There will be Yutnori tournament with some prizes, and after the tournament we will have delicious Korean foods.
Date: January 25, 2014
Time: 13:00
Location: Woorijip, InKAS guesthouse
Please rsvp by email to contact@inkas.org
The deadline is January 19, 2014
(If you are also interested in InKAS Free Korean Traditional Medicine Consultation for Korean Adoptees, we want you to send one email to rsvp to both events)
Here is also brief information on Seollal which may be helpful to deepen your understanding and knowledge of Korean culture not only of the holiday.
Korean New Year, commonly known as Seollal (Hangul: 설날; RR: Seollal; MR: Sǒllal), is the first day of the lunar calendar. It is the most important of the traditional Korean holidays. It consists of a period of celebrations, starting on New Year's Day. The Korean also celebrate solar New Year's Day on January 1 each year, following the Gregorian Calendar. The Korean New Year holidays last three days, and is considered a more important holiday than the solar New Year's Day. [1]

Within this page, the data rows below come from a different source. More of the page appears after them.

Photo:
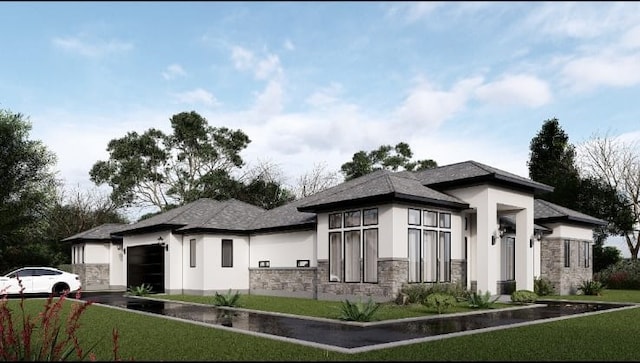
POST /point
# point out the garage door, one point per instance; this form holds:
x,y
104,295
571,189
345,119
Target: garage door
x,y
145,265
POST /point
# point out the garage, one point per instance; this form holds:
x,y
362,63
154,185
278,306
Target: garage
x,y
145,265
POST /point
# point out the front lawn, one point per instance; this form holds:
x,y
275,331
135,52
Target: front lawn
x,y
610,336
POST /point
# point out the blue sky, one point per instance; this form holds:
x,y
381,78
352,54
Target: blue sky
x,y
315,82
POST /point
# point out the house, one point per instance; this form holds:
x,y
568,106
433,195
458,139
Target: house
x,y
467,223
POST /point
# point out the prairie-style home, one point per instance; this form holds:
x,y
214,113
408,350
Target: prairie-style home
x,y
465,223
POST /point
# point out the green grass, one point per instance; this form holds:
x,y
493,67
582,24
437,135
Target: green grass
x,y
317,308
610,336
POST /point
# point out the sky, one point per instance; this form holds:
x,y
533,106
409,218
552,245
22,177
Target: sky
x,y
311,83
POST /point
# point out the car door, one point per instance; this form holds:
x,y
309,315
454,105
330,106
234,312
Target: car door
x,y
43,280
15,279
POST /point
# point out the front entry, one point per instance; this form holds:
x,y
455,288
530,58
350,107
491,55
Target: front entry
x,y
145,265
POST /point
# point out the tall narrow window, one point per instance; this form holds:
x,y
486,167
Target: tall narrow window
x,y
430,256
192,253
227,253
444,257
370,255
414,255
508,258
414,217
335,256
352,256
586,254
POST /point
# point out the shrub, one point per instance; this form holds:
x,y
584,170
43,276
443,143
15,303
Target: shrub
x,y
417,293
624,274
142,290
542,286
229,299
590,287
43,337
524,297
440,302
358,311
478,300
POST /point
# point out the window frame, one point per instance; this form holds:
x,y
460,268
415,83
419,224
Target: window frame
x,y
228,242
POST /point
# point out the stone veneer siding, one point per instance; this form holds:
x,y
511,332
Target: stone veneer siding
x,y
290,281
93,276
565,279
392,274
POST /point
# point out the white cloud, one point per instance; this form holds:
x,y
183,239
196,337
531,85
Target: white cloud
x,y
518,89
264,68
196,96
428,107
87,48
592,71
173,71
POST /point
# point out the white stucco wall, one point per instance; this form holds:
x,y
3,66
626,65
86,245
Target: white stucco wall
x,y
488,202
283,249
97,252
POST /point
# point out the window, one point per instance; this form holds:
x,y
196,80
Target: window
x,y
370,217
414,217
567,253
227,253
429,250
414,255
445,220
508,258
430,218
352,219
430,256
586,255
335,220
370,255
192,253
335,256
352,256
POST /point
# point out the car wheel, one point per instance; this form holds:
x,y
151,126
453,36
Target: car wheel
x,y
60,288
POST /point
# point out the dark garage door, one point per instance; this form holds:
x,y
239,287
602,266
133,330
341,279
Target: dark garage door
x,y
145,265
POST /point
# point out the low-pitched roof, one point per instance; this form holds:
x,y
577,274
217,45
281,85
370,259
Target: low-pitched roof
x,y
379,186
547,212
472,172
202,214
99,233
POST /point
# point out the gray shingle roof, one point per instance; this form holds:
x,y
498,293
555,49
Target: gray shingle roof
x,y
473,171
377,186
203,213
549,212
101,232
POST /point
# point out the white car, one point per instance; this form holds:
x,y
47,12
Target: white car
x,y
39,280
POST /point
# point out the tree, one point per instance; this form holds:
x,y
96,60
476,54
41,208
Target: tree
x,y
154,169
552,162
75,212
616,163
315,180
27,189
385,157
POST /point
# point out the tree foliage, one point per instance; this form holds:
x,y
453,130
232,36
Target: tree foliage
x,y
27,189
385,157
552,162
616,164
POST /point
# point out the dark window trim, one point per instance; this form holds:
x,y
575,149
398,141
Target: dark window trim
x,y
229,242
364,255
418,223
363,216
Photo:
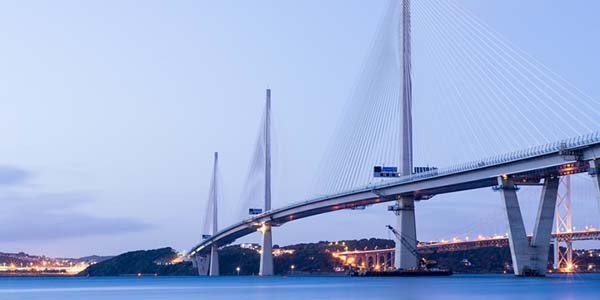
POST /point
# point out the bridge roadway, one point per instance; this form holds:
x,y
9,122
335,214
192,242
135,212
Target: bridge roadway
x,y
526,167
458,245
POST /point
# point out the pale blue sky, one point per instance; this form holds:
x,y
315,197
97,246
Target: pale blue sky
x,y
111,111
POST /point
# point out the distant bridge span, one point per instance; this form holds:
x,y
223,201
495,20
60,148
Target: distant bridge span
x,y
527,167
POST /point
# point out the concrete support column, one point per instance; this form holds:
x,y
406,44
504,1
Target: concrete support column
x,y
542,232
517,237
404,257
201,263
529,259
214,260
266,255
595,172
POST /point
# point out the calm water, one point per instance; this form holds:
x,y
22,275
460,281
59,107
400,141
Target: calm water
x,y
246,288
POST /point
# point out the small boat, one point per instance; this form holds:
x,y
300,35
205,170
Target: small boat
x,y
403,273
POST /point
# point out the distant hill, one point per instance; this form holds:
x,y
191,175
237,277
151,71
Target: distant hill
x,y
310,258
145,262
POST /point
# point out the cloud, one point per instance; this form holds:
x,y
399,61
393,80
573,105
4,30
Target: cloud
x,y
53,216
10,175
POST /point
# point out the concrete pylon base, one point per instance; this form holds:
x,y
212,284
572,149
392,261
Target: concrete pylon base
x,y
214,261
201,263
595,171
404,258
266,254
529,259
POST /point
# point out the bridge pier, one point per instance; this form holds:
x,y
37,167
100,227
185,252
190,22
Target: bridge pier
x,y
404,257
201,264
595,173
214,260
529,258
266,254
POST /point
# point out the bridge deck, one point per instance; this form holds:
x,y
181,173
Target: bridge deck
x,y
530,165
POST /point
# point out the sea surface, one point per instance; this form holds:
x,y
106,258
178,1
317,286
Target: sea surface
x,y
247,287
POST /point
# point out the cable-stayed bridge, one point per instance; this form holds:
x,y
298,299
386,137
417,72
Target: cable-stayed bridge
x,y
515,103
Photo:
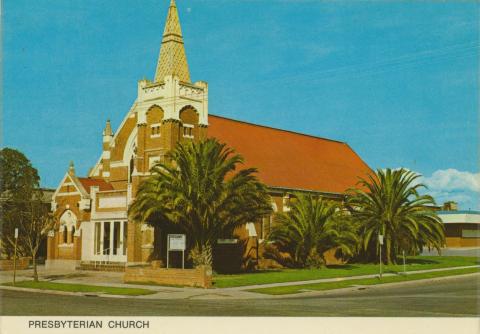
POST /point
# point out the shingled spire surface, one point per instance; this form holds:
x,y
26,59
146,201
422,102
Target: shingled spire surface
x,y
172,59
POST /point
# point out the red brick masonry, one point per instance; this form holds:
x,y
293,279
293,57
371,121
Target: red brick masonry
x,y
22,263
198,277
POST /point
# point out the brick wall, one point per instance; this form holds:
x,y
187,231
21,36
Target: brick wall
x,y
198,277
22,263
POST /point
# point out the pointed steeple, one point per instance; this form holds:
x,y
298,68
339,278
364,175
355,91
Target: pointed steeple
x,y
71,168
172,59
108,129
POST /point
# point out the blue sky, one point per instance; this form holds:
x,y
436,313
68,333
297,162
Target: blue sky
x,y
398,81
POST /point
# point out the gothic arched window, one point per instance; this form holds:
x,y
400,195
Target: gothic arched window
x,y
65,234
73,234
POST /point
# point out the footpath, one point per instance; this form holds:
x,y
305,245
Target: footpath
x,y
111,279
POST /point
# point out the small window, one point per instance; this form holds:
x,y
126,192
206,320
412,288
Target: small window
x,y
470,233
73,234
188,131
155,130
65,234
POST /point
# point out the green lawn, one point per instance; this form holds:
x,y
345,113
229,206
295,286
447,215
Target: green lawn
x,y
292,275
42,285
284,290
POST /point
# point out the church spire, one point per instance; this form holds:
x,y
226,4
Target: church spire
x,y
172,59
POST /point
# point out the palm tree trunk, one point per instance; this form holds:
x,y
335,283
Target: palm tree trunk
x,y
34,262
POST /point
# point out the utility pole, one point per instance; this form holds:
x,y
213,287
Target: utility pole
x,y
15,257
380,242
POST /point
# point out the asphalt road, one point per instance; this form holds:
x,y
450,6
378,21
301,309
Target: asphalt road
x,y
455,297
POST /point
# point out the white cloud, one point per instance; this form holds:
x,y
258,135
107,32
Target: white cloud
x,y
452,179
454,185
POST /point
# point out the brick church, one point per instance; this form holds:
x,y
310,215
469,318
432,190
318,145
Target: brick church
x,y
91,211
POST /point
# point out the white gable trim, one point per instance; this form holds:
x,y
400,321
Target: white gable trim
x,y
95,171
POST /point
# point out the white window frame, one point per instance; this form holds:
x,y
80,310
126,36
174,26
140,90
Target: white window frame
x,y
152,126
190,126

Korean New Year is typically a family-oriented holiday. The three-day holiday is used by many to return to their home towns to visit their parents and other relatives where they perform the ancestral ritual known as charye (차례). Many Koreans dress up in colorful hanbok. Tteokguk (떡국) (soup with rice cakes) is commonly served.
Sebae
Sebae is a traditionally observed activity on Seollal, and is filial-piety-orientated. Children wish their parents a happy new year by performing one deep traditional bow (rites with more than one bow involved are usually for the dead) and the words saehae bok manhi badeuseyo (Hangul: 새해 복 많이 받으세요) which translates to please receive many blessings in the new year. Parents typically reward this gesture by giving their children new year's money (usually in the form of crisp paper money) and offering words of wisdom, or deokdam. Historically, parents gave out rice cakes (ddeok) and fruit to their children instead.
Folk games
Many traditional games are associated with the Korean New Year. The traditional family board game Yutnori (윷놀이) is still a popular pastime. Traditionally men and boys would fly kites and play jegi chagi (제기차기), a game where a light object is wrapped in paper or cloth, and then kicked in a Footbag like manner. Korean women and girls would have traditionally played neolttwigi (널뛰기), a game of jumping on a seesaw (시소), while children spun paengi (팽이).